Last Call Review of draft-ietf-bess-evpn-mh-split-horizon-09
review-ietf-bess-evpn-mh-split-horizon-09-secdir-lc-sheffer-2024-06-30-00

Request Review of draft-ietf-bess-evpn-mh-split-horizon
Requested revision No specific revision (document currently at 11)
Type Last Call Review
Team Security Area Directorate (secdir)
Deadline 2024-07-09
Requested 2024-06-25
Authors Jorge Rabadan , Kiran Nagaraj , Wen Lin , Ali Sajassi
I-D last updated 2024-06-30
Completed reviews Genart Early review of -08 by Jouni Korhonen (diff)
Rtgdir Early review of -04 by Himanshu C. Shah (diff)
Secdir Last Call review of -09 by Yaron Sheffer (diff)
Opsdir Last Call review of -10 by Susan Hares (diff)
Secdir Telechat review of -10 by Yaron Sheffer (diff)
Assignment Reviewer Yaron Sheffer
State Completed
Request Last Call review on draft-ietf-bess-evpn-mh-split-horizon by Security Area Directorate Assigned
Posted at https://mailarchive.ietf.org/arch/msg/secdir/0Ss0uKHVL5ukc9nByXL6LgJZdPg
Reviewed revision 09 (document currently at 11)
Result Has nits
Completed 2024-06-30
review-ietf-bess-evpn-mh-split-horizon-09-secdir-lc-sheffer-2024-06-30-00
This document defines a way to explicitly share the multi-homing split horizon
procedures over BGP, for a large variety of NVO use cases. This reviewer is not
familiar with the EVPN ecosystem, and comments below may reflect my own
ignorance.

In general: the document is clear, and does not appear to create any novel
security risks.

2.1: the first two paragraphs are duplicates.

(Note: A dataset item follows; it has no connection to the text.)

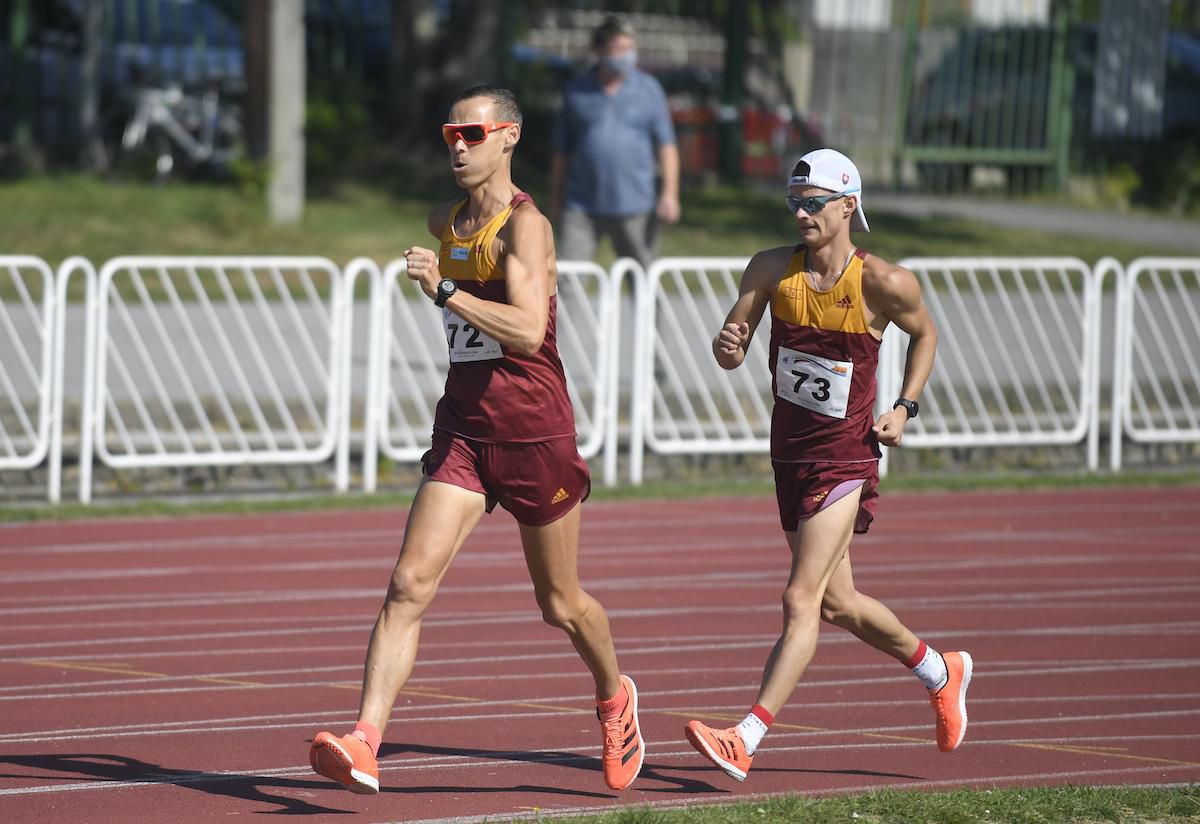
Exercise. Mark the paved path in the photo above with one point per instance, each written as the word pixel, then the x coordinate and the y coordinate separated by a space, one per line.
pixel 1175 235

2.2: "A received A-D per ES route where Single-Active and SHT bits are
different from zero MUST be treat-as-withdraw" - IIUC, this is very fragile
behavior, where an incorrect flag results in the entire path being removed. Why
does this behavior make more sense than simply ignoring the SHT bits?

2.2: For the Geneve use case: is the value "10" always valid, or is it only
valid if the ESI-Label is present? The text is unclear.

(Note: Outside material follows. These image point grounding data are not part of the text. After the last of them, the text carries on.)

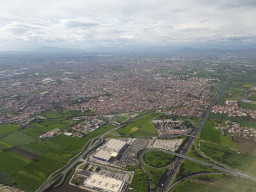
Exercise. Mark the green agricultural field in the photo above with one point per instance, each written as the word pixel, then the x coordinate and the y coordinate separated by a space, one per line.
pixel 224 117
pixel 4 145
pixel 188 168
pixel 155 175
pixel 121 119
pixel 157 158
pixel 53 153
pixel 215 183
pixel 229 157
pixel 34 174
pixel 139 182
pixel 209 133
pixel 227 142
pixel 140 127
pixel 11 163
pixel 17 138
pixel 8 128
pixel 77 143
pixel 194 154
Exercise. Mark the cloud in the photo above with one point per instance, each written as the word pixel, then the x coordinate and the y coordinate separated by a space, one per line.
pixel 87 24
pixel 74 23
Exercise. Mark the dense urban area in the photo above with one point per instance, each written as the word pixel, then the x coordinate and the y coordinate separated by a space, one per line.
pixel 127 122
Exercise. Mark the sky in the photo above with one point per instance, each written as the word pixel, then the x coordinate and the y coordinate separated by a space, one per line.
pixel 89 24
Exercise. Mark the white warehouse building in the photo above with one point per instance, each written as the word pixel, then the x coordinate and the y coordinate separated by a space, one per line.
pixel 110 150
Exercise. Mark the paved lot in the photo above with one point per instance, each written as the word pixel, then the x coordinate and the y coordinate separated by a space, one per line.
pixel 171 145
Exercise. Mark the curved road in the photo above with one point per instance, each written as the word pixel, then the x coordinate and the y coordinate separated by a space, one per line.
pixel 93 144
pixel 176 183
pixel 230 171
pixel 190 140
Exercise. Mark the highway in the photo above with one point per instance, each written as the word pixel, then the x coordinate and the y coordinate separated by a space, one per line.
pixel 174 167
pixel 190 140
pixel 92 145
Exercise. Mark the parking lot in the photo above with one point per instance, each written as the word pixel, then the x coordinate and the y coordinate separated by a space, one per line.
pixel 117 176
pixel 171 145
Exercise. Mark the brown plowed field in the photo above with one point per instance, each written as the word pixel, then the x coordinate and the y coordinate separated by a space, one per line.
pixel 246 145
pixel 24 153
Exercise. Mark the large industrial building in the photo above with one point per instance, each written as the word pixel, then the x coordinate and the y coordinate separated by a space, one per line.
pixel 110 150
pixel 104 183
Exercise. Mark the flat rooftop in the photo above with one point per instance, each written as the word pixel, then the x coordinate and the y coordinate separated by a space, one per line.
pixel 115 145
pixel 106 183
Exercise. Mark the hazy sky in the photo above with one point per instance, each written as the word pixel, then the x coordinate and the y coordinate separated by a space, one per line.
pixel 114 23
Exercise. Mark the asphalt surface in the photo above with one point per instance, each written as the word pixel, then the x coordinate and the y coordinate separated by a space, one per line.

4: "The security considerations relevant to multihoming" - is it clear to all
readers which security considerations these are? Are you referring to the
entirety of Sec. 19 of RFC7432?

4: "unauthorized changes to the SHT configuration by an attacker should not
cause traffic disruption" - when various kinds of misconfiguration are "treat
as withdraw", how does that NOT cause traffic disruption? I would assume that
when the route is withdrawn, eventually traffic is disrupted.

7: the Contributors section is empty.